Prähabilitationsprogramme werden an jede Sportart angepasst und zielen auf die Vermeidung häufiger, durch die jeweilige Sportart hervorgerufener Verletzungen und Kraftdysbalancen ab.

 

Tennisspieler leiden beispielsweise häufig unter einer Schultersehnenentzündung. (Ein prominentes Beispiel hierfür war im vergangenen Jahr Tim Henman.) Die Entzündung wird oft hervorgerufen durch eine hohe Krafteinwirkung auf die Schulter beim Überkopfaufschlag sowie durch den Umstand, dass Tennisspieler Dysbalancen in der Schultermuskulatur entwickeln. Hier sind insbesondere die vorderen Schultermuskeln und die inneren Rotatoren im Vergleich zur hinteren Schulter und den äußeren Rotatoren zu stark ausgebildet.

Mit Hilfe der entsprechenden sportartspezifischen Information und dem Wissen, dass Schulterverletzungen sehr häufig sind, sollte der Personal Trainer oder Therapeut, der mit dem Tennisspieler arbeitet, Empfehlungen aussprechen. In diesem Fall wäre das z. B. die Integration von Übungen zum Aufbau der hinteren Schultermuskulatur und zur Kräftigung der Rotatorenmanschetten in das Krafttraining. Dies würde potenziellen Kraftdysbalancen vorbeugen und es dem Körper ermöglichen, den Krafteinwirkungen beim Aufschlag besser standzuhalten – also Pre-Habilitation statt Re-Habilitation. Es folgt eine kurze Zusammenfassung der häufigsten Verletzungen, der verletzungsspezifischen Sportarten sowie der empfohlenen Übungen zur Prehabilitation.

 

Schultersehnenentzündung

Sportarten: Schwimmen, Tennis, Speerwerfen, Diskuswerfen, Kugelstoßen

Wie schon vorher angemerkt ist eine Schultersehnenentzündung eng verbunden mit einer schwach ausgebildeten Muskulatur der Rotatorenmanschetten und Kraftdysbalancen in der Schulter. Die folgenden Übungen sollen Schulterverletzungen vorbeugen.

  • Rückwärtiger Schulter-Diagonalzug mit Trainingsband: Diese Übung trainiert den gesamten hinteren Deltamuskel, die Rautenmuskeln, den kleinen und großen Rundmuskel, den Ober- und Untergrätenmuskel (siehe Abbíldungen  unten).
  • Einarmiges Rudern: Diese Übung trainiert den hinteren Deltamuskel, die Rautenmuskeln, den Kappenmuskel sowie den breiten Rückenmuskel.
  • Schulter-Außenrotation mit Trainingsband: Diese Übung trainiert den Untergrätenmuskel und den kleinen Rundmuskel sowie die hintere Schultermuskulatur.
  • Abb.: Schulter-Außenrotation mit Band

    Tennis-/Golfellbogen

    Sportarten: Tennis, Golf

    Diese Verletzung wird häufig durch eine schlechte Spieltechnik hervorgerufen, infolge derer die Muskulatur der Handgelenke zu stark belastet wird. Diese Belastung kann etwas vermindert werden, indem die Handgelenkmuskeln, insbesondere die Streckmuskeln, gestärkt werden.

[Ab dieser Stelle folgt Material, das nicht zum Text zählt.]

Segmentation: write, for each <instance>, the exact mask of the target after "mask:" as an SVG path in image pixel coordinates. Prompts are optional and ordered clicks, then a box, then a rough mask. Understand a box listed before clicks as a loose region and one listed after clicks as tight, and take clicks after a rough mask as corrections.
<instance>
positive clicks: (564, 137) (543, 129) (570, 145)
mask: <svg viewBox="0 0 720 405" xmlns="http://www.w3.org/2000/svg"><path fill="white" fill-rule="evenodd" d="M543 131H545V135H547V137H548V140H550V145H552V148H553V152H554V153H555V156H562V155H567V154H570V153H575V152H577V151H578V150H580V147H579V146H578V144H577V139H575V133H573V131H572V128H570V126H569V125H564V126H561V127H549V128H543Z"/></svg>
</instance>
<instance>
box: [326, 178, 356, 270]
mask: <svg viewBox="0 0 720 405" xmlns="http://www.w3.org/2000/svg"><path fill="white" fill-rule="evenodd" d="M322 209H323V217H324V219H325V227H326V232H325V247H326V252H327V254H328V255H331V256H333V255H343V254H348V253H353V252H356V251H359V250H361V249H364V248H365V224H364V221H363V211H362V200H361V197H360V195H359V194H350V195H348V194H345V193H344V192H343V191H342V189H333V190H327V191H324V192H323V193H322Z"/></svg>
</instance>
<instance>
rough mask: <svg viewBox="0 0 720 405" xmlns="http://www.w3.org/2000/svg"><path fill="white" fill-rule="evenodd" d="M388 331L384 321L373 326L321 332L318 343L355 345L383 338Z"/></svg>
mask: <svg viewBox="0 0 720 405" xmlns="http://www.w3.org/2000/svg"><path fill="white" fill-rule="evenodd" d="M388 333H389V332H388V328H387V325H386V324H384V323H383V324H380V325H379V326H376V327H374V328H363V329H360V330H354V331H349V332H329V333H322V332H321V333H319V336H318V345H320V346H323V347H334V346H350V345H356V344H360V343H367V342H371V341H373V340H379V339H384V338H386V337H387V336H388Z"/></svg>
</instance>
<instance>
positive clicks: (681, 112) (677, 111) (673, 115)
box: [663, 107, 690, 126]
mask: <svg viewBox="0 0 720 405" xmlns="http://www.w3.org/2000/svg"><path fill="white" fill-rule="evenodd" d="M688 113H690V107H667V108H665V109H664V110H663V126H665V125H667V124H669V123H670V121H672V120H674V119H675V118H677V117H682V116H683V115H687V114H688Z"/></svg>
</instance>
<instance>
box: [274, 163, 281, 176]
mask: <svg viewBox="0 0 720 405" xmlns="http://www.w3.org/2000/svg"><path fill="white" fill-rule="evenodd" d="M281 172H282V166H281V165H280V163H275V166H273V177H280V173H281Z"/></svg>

    • Handgelenkdehnung: Nehmen Sie eine Kurzhantel in jede Hand. Setzten Sie sich auf einen Hocker und stützen Sie sich mit jedem Ellbogen auf einem Knie ab. Halten Sie Ihre Hände so, dass sich die Handgelenke frei bewegen können. Ihre Handflächen zeigen nach unten. Beugen Sie jetzt Ihre Handgelenke. Ziehen Sie Ihren Handrücken nach oben und heben Sie dabei das Gewicht an. Senken Sie das Gewicht jetzt langsam wieder ab und wiederholen Sie die Übung.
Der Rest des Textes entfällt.